例如，下面代码，我们选择了 bert-base-cased 模型，但是本地没有这个模型文件，就会自动下载到当前目录下的 ./bert 文件夹中，如果不给定 cache_dir 参数，则会自动下载到 /home/user_name/.cache/huggingface 文件夹下

model = AutoModel.from_pretrained("bert-base-cased", cache_dir="./bert")

2. from_pretrained 模型构建过程

如下是 from_pretrained 的代码

def from_pretrained(cls, pretrained_model_name_or_path, *model_args, **kwargs):
    config = kwargs.pop("config", None)
    trust_remote_code = kwargs.pop("trust_remote_code", None)
    kwargs["_from_auto"] = True
    hub_kwargs_names = [
        "cache_dir",
        "code_revision",
        "force_download",
        "local_files_only",
        "proxies",
        "resume_download",
        "revision",
        "subfolder",
        "use_auth_token",
    ]
    hub_kwargs = {name: kwargs.pop(name) for name in hub_kwargs_names if name in kwargs}
    if not isinstance(config, PretrainedConfig):
        kwargs_orig = copy.deepcopy(kwargs)
        # ensure not to pollute the config object with torch_dtype="auto" - since it's
        # meaningless in the context of the config object - torch.dtype values are acceptable
        if kwargs.get("torch_dtype", None) == "auto":
            _ = kwargs.pop("torch_dtype")

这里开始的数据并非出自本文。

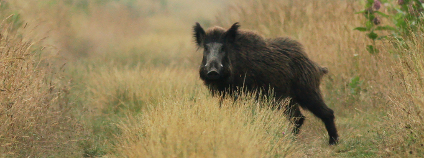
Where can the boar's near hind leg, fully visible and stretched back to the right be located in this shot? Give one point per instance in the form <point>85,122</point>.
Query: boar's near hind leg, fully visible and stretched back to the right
<point>312,100</point>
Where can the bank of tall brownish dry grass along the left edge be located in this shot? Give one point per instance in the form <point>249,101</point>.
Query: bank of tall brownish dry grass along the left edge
<point>34,112</point>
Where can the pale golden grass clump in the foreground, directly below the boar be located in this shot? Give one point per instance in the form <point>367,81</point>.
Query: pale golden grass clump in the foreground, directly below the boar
<point>192,127</point>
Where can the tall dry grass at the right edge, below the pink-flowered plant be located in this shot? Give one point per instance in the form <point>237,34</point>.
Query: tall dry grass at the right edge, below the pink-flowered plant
<point>405,92</point>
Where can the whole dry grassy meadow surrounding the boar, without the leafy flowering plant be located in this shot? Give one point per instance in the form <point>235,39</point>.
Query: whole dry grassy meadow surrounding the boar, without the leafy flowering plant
<point>119,78</point>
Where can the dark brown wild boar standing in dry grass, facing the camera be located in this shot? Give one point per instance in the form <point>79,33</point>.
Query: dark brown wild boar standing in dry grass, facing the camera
<point>236,59</point>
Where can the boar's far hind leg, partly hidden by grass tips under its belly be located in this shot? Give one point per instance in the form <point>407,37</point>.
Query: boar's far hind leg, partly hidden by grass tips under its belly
<point>292,111</point>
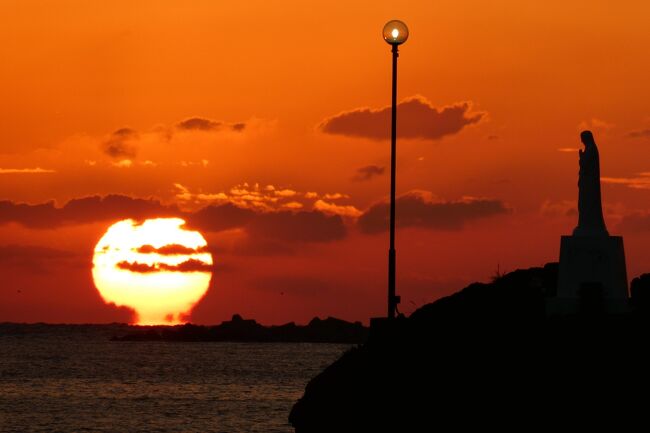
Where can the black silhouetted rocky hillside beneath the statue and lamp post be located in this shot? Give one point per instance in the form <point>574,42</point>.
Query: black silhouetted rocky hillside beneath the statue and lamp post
<point>488,356</point>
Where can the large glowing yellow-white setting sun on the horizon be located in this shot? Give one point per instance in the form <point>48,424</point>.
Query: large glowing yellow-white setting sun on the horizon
<point>157,268</point>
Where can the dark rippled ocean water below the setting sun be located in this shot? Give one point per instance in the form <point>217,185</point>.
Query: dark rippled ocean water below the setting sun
<point>73,379</point>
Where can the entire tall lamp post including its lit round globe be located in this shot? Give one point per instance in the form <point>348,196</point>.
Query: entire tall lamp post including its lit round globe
<point>395,34</point>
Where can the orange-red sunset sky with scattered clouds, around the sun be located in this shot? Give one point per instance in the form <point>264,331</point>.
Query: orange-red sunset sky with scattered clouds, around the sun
<point>264,125</point>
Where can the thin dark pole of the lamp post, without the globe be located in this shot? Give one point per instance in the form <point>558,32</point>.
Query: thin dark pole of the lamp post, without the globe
<point>393,300</point>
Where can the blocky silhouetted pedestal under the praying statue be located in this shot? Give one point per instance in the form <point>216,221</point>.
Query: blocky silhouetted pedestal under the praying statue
<point>592,262</point>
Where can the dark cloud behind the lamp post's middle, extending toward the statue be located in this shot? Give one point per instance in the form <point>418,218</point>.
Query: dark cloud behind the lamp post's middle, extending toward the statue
<point>418,209</point>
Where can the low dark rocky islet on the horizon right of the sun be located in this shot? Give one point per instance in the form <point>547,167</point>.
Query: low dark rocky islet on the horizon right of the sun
<point>329,330</point>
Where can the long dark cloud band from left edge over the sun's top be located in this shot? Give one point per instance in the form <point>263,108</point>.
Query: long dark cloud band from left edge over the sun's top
<point>295,225</point>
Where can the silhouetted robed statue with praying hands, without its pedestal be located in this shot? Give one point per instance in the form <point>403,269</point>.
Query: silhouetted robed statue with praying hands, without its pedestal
<point>590,211</point>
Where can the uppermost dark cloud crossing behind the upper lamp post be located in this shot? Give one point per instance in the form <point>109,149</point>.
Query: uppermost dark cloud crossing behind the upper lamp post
<point>417,119</point>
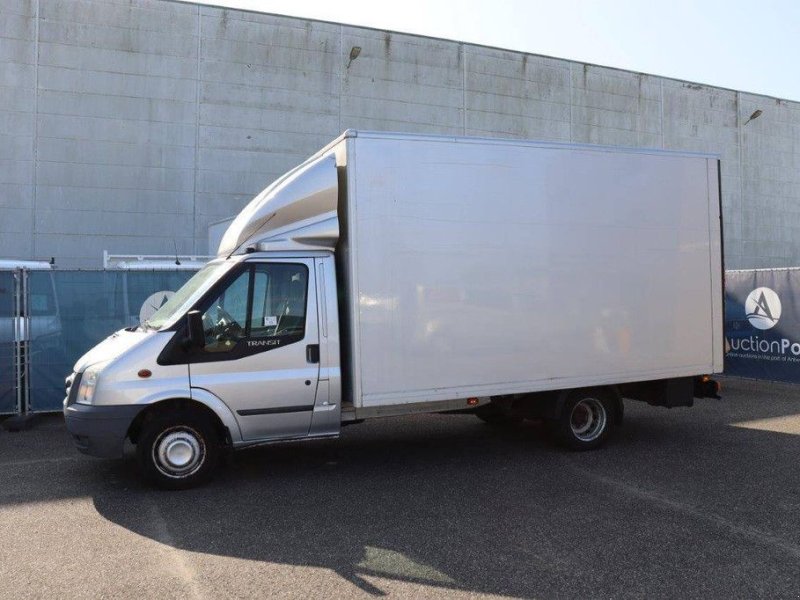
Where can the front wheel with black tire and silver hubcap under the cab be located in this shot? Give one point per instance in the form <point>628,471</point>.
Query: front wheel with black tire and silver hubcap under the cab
<point>179,449</point>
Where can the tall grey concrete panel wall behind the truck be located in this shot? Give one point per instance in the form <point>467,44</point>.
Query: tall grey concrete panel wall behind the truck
<point>130,125</point>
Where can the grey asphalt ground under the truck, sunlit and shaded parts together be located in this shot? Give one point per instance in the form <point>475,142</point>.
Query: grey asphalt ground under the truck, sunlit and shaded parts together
<point>701,502</point>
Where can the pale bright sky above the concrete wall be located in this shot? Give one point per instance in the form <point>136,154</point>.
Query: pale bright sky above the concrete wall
<point>752,46</point>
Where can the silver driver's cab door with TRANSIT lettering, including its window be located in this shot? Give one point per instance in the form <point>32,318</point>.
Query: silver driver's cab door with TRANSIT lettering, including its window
<point>261,353</point>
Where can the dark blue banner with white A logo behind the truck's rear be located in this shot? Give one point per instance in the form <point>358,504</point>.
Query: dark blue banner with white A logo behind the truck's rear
<point>762,324</point>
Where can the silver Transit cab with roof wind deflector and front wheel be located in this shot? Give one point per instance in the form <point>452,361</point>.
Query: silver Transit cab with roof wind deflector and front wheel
<point>246,352</point>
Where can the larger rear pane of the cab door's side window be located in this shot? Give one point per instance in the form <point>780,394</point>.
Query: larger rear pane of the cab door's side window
<point>279,301</point>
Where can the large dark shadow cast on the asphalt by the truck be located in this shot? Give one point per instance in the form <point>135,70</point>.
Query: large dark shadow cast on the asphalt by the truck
<point>469,507</point>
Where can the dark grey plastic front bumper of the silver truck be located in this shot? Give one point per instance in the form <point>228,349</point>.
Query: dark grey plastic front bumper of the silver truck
<point>100,430</point>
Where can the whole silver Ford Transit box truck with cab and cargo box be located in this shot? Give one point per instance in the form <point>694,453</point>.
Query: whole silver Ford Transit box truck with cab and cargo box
<point>392,274</point>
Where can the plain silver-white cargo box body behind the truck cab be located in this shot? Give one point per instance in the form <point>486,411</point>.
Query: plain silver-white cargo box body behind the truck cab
<point>478,267</point>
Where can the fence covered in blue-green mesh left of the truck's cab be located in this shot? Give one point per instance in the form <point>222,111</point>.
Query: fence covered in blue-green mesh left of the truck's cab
<point>50,318</point>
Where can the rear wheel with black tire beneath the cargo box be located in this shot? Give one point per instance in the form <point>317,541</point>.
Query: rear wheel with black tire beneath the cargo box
<point>585,420</point>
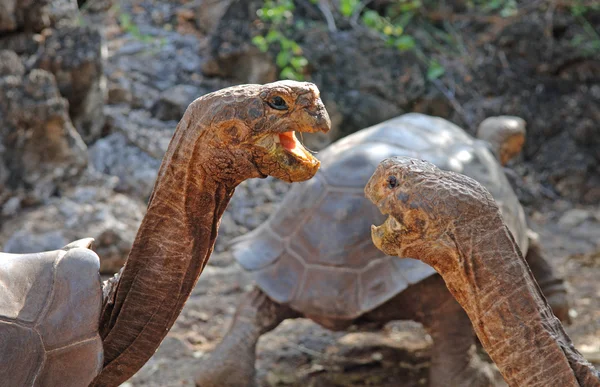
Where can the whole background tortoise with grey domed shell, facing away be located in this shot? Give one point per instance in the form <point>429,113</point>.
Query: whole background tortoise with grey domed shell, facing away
<point>314,256</point>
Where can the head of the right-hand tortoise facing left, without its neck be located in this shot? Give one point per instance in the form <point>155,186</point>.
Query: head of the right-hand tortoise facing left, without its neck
<point>424,204</point>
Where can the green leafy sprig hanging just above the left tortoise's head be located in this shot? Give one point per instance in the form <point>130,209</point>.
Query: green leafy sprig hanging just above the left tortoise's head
<point>279,15</point>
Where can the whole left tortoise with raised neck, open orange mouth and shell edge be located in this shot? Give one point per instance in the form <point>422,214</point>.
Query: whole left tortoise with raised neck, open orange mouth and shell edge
<point>57,329</point>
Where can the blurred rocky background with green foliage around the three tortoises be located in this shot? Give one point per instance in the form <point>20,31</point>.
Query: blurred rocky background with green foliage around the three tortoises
<point>91,92</point>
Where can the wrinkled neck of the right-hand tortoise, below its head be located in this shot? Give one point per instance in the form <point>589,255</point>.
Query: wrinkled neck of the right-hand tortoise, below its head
<point>488,276</point>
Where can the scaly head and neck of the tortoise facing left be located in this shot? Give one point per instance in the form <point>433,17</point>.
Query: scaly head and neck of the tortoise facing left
<point>452,223</point>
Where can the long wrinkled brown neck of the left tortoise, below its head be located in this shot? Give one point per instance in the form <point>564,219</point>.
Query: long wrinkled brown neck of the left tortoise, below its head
<point>171,248</point>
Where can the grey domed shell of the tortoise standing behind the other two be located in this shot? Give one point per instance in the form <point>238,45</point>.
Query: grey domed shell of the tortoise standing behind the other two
<point>315,252</point>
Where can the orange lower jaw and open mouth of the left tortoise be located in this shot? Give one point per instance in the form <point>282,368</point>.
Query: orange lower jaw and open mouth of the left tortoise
<point>285,158</point>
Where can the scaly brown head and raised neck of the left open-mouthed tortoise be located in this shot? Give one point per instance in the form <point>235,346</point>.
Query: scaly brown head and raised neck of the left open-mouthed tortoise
<point>223,138</point>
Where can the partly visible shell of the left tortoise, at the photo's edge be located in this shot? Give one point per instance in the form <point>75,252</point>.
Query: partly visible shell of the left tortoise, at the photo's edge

        config, kwargs = AutoConfig.from_pretrained(
            pretrained_model_name_or_path,
            return_unused_kwargs=True,
            trust_remote_code=trust_remote_code,
            **hub_kwargs,
            **kwargs,
        )

        # if torch_dtype=auto was passed here, ensure to pass it on
        if kwargs_orig.get("torch_dtype", None) == "auto":
            kwargs["torch_dtype"] = "auto"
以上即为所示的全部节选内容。